Using Unicode Characters in Fortran

The problem is that, at least as far as I understand, a “character” is a very vague term and not precisely defined in Unicode. I’ll highly reccoment the Characters section of the UTF-8 Everywhere Manifesto. Some relevant quotes:

(…)

  • User-perceived character — Whatever the end user thinks of as a character. This notion is language dependent. For instance, ‘ch’ is two letters in English and Latin, but considered to be one letter in Czech and Slovak.
  • Grapheme cluster — A sequence of coded characters that ‘should be kept together’.[§2.11] Grapheme clusters approximate the notion of user-perceived characters in a language independent way.

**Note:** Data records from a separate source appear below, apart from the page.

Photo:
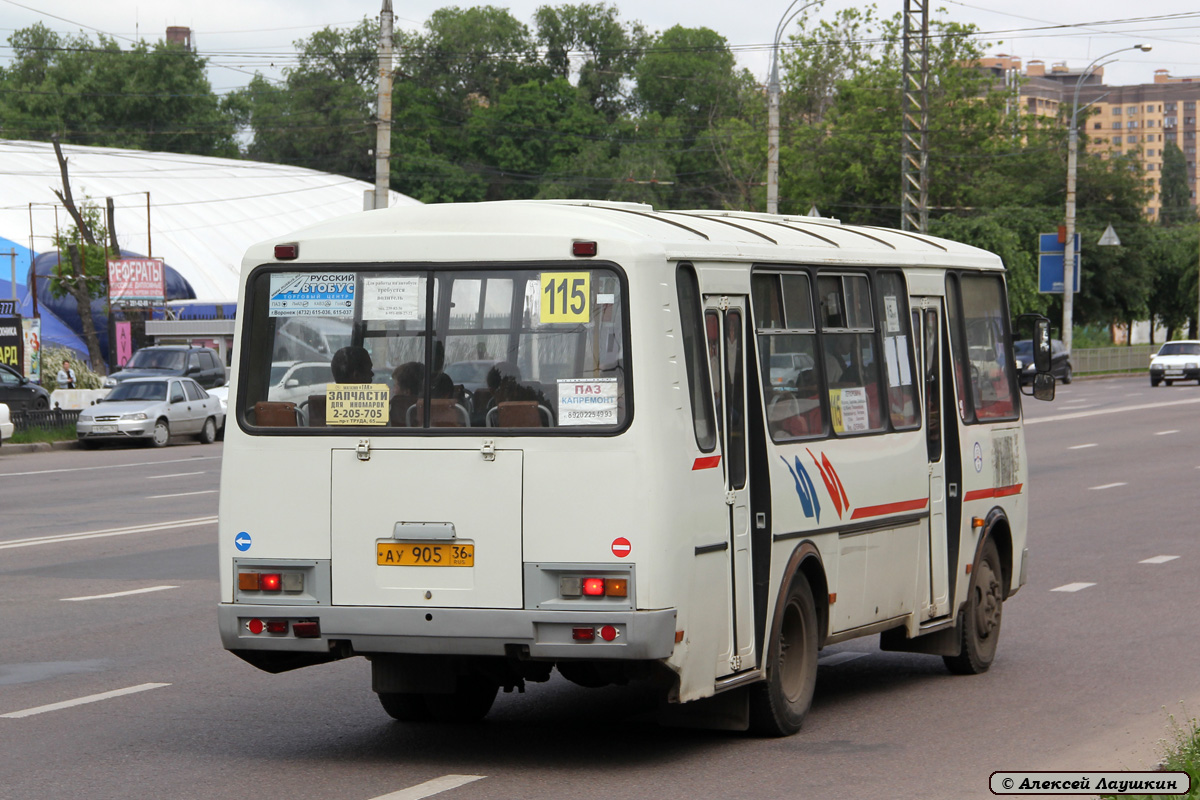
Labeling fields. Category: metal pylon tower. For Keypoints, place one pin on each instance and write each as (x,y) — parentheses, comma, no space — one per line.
(915,112)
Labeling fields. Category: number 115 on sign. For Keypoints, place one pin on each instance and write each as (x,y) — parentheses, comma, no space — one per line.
(565,296)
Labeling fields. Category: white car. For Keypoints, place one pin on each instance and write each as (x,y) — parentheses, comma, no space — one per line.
(153,410)
(6,426)
(1176,361)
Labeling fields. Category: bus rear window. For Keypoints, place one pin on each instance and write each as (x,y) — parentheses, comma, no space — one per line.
(396,350)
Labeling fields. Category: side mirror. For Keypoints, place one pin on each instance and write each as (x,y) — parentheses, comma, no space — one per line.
(1042,353)
(1043,386)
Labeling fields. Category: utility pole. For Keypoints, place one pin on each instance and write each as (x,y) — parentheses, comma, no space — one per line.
(383,108)
(915,118)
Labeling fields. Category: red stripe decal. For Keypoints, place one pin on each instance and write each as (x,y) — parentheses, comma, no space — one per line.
(889,507)
(1002,492)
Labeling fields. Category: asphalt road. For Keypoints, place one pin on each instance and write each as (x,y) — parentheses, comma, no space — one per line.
(1085,678)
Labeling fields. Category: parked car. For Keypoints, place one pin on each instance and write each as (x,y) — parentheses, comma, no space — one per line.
(1060,361)
(6,426)
(165,360)
(153,410)
(222,395)
(295,380)
(1175,361)
(19,392)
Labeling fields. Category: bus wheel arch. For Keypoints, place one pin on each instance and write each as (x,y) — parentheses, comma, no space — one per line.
(779,704)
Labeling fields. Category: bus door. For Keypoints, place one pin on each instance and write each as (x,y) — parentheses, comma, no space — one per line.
(726,325)
(927,328)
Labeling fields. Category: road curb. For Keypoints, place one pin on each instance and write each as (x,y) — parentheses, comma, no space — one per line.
(37,446)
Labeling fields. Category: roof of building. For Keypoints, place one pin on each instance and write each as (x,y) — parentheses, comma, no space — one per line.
(198,214)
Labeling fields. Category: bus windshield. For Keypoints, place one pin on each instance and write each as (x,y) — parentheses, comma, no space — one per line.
(507,348)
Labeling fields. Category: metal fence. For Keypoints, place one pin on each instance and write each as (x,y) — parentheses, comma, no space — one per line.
(48,420)
(1115,359)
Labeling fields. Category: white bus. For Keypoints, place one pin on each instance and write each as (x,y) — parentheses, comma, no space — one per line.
(557,440)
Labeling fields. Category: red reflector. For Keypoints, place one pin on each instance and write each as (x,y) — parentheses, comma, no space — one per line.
(306,630)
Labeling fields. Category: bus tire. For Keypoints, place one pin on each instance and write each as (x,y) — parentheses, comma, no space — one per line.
(981,615)
(471,701)
(779,704)
(405,707)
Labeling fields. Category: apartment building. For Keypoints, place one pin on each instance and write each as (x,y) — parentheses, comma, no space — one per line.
(1135,120)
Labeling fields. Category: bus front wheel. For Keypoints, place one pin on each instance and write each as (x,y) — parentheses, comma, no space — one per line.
(981,617)
(779,704)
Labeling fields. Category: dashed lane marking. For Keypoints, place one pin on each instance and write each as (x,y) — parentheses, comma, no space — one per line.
(119,594)
(1073,587)
(430,788)
(82,701)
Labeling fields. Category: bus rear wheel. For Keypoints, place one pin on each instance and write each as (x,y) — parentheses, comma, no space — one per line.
(981,615)
(778,705)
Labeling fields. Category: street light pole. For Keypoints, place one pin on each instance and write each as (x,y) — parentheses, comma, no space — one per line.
(773,107)
(1068,252)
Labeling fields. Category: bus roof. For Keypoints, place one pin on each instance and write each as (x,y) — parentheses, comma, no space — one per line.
(545,229)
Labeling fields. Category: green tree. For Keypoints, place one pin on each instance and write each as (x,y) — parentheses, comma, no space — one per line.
(610,49)
(87,92)
(1175,193)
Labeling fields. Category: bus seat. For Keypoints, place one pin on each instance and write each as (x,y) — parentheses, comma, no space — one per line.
(316,410)
(275,414)
(444,413)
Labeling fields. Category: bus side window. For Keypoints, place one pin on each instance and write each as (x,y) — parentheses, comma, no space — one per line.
(784,320)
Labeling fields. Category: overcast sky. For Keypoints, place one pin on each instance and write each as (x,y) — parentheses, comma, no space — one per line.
(240,36)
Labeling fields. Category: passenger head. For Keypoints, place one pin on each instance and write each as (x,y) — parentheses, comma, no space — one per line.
(408,378)
(352,365)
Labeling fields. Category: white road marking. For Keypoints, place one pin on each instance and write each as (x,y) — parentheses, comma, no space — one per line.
(120,594)
(838,659)
(1080,415)
(141,463)
(109,531)
(1073,587)
(430,788)
(82,701)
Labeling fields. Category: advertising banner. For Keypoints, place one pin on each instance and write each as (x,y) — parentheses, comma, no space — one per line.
(12,343)
(137,282)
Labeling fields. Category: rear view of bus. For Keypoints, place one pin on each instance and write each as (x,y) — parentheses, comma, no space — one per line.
(480,444)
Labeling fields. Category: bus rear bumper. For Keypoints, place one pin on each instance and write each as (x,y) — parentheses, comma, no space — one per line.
(636,635)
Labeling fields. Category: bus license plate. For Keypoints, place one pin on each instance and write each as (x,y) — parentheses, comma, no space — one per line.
(424,554)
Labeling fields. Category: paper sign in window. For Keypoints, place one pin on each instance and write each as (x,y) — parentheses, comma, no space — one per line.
(391,298)
(565,298)
(357,403)
(587,401)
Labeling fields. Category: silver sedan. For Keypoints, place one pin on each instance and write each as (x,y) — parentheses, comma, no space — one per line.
(154,410)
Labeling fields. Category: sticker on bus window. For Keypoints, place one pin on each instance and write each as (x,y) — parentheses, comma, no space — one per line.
(391,298)
(565,298)
(849,409)
(587,401)
(311,294)
(357,403)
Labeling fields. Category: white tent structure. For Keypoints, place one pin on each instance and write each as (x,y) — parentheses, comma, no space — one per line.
(196,212)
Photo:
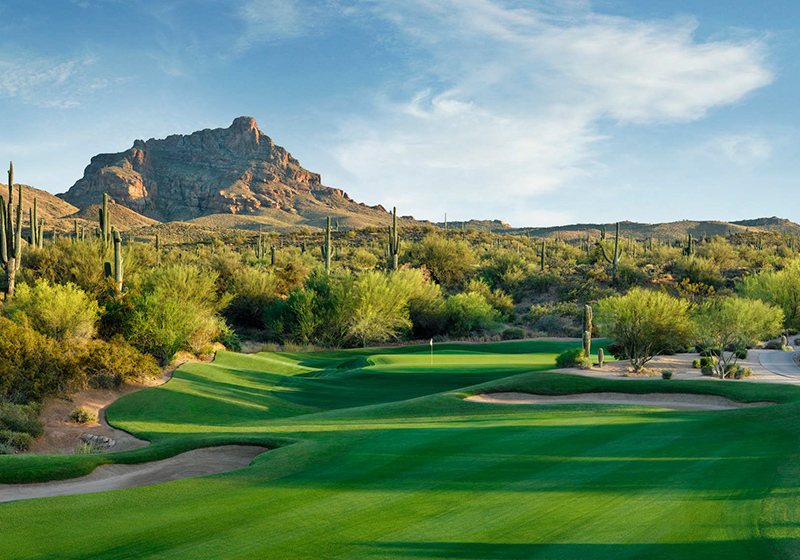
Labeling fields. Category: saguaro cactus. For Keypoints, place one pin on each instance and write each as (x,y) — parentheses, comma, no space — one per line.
(105,222)
(33,218)
(394,241)
(542,254)
(260,244)
(3,238)
(118,260)
(12,238)
(587,343)
(326,248)
(614,260)
(587,330)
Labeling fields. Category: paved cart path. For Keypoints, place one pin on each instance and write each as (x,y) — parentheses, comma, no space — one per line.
(198,462)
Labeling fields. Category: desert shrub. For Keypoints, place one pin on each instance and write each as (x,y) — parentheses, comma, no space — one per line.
(229,339)
(318,312)
(362,259)
(64,312)
(173,308)
(380,310)
(496,298)
(32,365)
(425,302)
(21,418)
(82,415)
(570,358)
(513,333)
(292,271)
(19,441)
(110,364)
(292,347)
(699,271)
(629,275)
(564,309)
(706,349)
(541,282)
(253,289)
(708,361)
(645,323)
(449,261)
(778,287)
(734,322)
(469,313)
(506,269)
(551,325)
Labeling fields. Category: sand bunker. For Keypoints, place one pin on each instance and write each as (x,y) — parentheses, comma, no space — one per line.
(677,401)
(198,462)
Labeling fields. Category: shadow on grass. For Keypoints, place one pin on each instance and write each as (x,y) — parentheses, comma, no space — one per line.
(568,551)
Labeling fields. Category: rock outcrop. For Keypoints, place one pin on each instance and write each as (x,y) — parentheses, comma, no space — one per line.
(234,170)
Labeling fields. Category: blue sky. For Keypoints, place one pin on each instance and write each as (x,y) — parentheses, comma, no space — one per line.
(536,113)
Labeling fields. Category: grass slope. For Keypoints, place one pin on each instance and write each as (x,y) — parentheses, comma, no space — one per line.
(381,458)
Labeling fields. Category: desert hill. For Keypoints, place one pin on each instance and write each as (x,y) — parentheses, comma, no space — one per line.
(122,218)
(223,177)
(666,230)
(48,206)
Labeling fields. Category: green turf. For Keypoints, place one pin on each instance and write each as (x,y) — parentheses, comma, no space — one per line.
(379,457)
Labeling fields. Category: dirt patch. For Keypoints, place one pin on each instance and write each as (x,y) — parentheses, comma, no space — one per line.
(62,436)
(198,462)
(676,401)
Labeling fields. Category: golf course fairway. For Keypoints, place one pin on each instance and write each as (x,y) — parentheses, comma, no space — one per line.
(374,453)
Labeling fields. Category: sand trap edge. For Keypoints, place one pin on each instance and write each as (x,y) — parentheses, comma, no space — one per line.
(675,401)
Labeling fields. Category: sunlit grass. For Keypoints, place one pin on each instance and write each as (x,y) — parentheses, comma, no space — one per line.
(377,455)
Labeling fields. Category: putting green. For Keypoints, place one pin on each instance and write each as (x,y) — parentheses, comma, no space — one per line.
(380,457)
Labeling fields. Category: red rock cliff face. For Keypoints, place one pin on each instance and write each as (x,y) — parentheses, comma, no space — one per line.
(225,170)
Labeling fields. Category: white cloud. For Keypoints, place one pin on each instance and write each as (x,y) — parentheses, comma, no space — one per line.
(740,149)
(507,103)
(273,20)
(47,82)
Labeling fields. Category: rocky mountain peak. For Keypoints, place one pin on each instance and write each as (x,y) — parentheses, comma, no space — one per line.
(231,170)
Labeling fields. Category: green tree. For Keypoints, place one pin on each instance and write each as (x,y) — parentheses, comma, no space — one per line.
(779,287)
(470,313)
(169,309)
(380,312)
(644,323)
(732,323)
(64,312)
(449,261)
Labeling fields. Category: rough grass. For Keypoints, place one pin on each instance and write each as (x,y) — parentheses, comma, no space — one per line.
(379,457)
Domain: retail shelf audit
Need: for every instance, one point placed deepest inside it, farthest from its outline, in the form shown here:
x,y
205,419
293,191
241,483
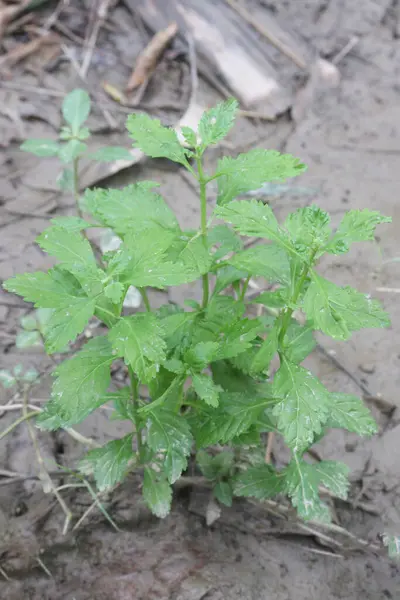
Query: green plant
x,y
200,376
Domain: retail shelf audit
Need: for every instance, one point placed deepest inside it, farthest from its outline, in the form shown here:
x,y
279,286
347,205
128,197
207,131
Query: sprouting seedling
x,y
199,375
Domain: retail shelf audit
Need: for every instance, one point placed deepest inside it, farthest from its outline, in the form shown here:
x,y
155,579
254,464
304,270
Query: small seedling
x,y
199,375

They are used for, e.g., cursor movement and selection.
    (…)

‘Character’ may refer to any of the above. The Unicode Standard uses it as a synonym for coded character.[§3.4] When a programming language or a library documentation says ‘character’, it typically means a code unit. When an end user is asked about the number of characters in a string, he will count the user-perceived characters. A programmer might count characters as code units, code points, or grapheme clusters, according to the level of the programmer’s Unicode expertise. For example, this is how Twitter counts characters. In our opinion, a string length function should not necessarily return one for the string ‘:koala:’ to be considered Unicode-compliant.

(Emphasis on the last sentence added by me)